Flowers Foods, Inc., Thomasville, Georgia, U.S., operates baking plants in Goldsboro, Jamestown, Newton and Winston-Salem, North Carolina, U.S. Late on Sept. 12 the company said it was “working around the clock” to make sure it could satisfy demand, adding that it would continue to bake products “as long as it is safe for our employees to do so.”
“We have not announced a suspension of production at any Flowers facilities and are closely monitoring the changing weather conditions,” the company said. “The safety of our employees and partners is a top priority in everything we do and are prepared to make the necessary decisions if things change.”
Ingredion, Inc., Westchester, Illinois, U.S., operates a facility in North Charleston, South Carolina, U.S.

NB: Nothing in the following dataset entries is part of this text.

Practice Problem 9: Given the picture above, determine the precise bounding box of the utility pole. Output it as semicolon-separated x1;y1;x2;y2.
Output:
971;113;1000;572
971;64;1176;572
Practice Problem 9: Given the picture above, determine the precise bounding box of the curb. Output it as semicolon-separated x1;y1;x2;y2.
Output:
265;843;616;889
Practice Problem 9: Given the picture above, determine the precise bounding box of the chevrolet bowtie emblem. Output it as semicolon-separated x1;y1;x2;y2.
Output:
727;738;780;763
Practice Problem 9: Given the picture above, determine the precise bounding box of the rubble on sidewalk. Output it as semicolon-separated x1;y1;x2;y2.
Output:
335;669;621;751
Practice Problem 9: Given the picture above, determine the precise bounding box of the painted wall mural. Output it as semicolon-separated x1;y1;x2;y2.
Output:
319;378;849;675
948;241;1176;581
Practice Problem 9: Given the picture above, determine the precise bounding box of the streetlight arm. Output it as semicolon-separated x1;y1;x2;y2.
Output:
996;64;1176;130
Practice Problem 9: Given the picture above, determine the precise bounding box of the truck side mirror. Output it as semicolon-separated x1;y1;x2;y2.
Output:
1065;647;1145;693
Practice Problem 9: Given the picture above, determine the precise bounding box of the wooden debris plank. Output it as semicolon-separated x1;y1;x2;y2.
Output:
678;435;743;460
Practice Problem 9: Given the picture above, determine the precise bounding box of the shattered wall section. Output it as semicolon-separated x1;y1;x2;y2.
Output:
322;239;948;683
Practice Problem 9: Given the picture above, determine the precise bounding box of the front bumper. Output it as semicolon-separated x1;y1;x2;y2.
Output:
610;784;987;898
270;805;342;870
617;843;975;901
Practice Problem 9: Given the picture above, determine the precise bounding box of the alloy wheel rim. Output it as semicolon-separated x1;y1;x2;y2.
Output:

“The safety of our employees is our top priority,” said Becca Hary, director of corporate communications. “In advance of Hurricane Florence, our team worked together to immediately activate our safety and emergency procedures, which included securing and evacuating the plant. Since our plant was undergoing a previously scheduled construction project, we had already made alternate arrangements to handle our customers’ orders.”
Sugaright, a wholly owned subsidiary of CSC Sugar, which is involved in sugar trading, distribution and refining, said the latest predictions show the most severe impact of the hurricane will miss the company’s network of refineries.
“All Sugaright refineries will work together to cover any additional demand that may occur due to the disruption in the supply chain,” the company said on Sept. 12. “We have inventory in the Shenandoah Valley that can be accessed to supply the impacted areas as needed.
“To be proactive, we are encouraging our customers in the Northeast to consider moving loads before or after the weekend as transportation may be impacted during the storm. Our carriers are currently strategically locating assets to minimize any disruption.”